El desempeño del Gobierno en su primer año ha sido bueno en casi todos estos frentes. Yo aprecio en especial la instalación de esa nueva derecha, gracias a la cual la Concertación perdió su ascendencia sobre el electorado. Pero hay un aspecto en que siento que el Gobierno está en deuda. No le ha dado suficiente prioridad, sea en su retórica o en la práctica, a las medidas que el país necesita para crear más riqueza. Es como si estuviera todavía hipnotizado por la cultura asistencialista de la era Bachelet.
Es cierto que hemos retomado, por el momento, un ritmo de crecimiento boyante, como lo demostró el Imacec de enero. Pero cabe preguntarse si éste se debe a aumentos de productividad, o simplemente al viento de cola que nos ha brindado la recuperación mundial. ¿El crecimiento actual de Chile se debe, en fin de cuentas, a nuestros propios méritos, o a que los chinos estén trabajando para nosotros, pagando una fortuna por nuestro cobre, y permitiendo que nos asignemos los posnatales e ingresos éticos familiares que se nos antojen?
Alguien podría objetar que la nueva derecha que yo celebro tiene que ver justamente con el sano compromiso que ha asumido con el gasto social. De acuerdo, pero hay que complementarlo con medidas que apunten también al crecimiento. Algo se está haciendo en educación, donde un ministro presidenciable ha jugado su capital político en pro de reformas, que si bien son tímidas, van en la dirección correcta. Pero cabe que lo emulen los ministros, también presidenciables, de Energía y Trabajo. Que ellos también arriesguen su popularidad. Al país le urge una política energética coherente, que, tras un año, todavía no se vislumbra, y le urge más flexibilidad laboral, sobre todo ahora que las rigideces del posnatal le imponen nuevos obstáculos a la empleabilidad femenina. No hay forma más eficaz de darle un fuerte impulso al crecimiento, y al bienestar de los hogares, que incorporando más mujeres a la fuerza laboral.

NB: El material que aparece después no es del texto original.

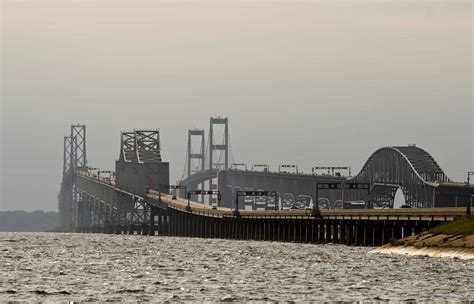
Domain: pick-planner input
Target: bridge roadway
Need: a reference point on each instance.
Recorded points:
(163, 215)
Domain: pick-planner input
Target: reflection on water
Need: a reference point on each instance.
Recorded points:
(94, 267)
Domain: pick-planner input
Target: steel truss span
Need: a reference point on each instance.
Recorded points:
(409, 168)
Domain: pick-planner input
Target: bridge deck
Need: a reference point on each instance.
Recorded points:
(379, 214)
(161, 200)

A fines de 2010, el Presidente dejó en claro que este año quería hacer reformas de alto impacto. Allá él si ha querido comenzar marzo con una de índole asistencialista como el posnatal. Lo que cabe ahora es que nos sorprenda, con igual pasión mediática, con políticas que apunten a la productividad, y de paso, por cierto, a la moderación del abultado gasto público. Quizás lo ayuden, cuando le toque explicarlas, algunos nubarrones que se ven: la fatal combinación de inflación con dólar bajo, la impredecible crisis del Medio Oriente, las señales de burbuja en los mercados emergentes, y los indicios de que hasta los chinos podrían tener problemas. Allí sí, ¿qué haríamos?
Los votantes no sólo esperan dádivas del Estado. Saben que, para que éstas existan, hay primero que crear riqueza, y que para hacerlo, hay a veces que tomar decisiones difíciles. Cuando un gobernante las toma, inspira respeto y, a la larga, se vuelve popular.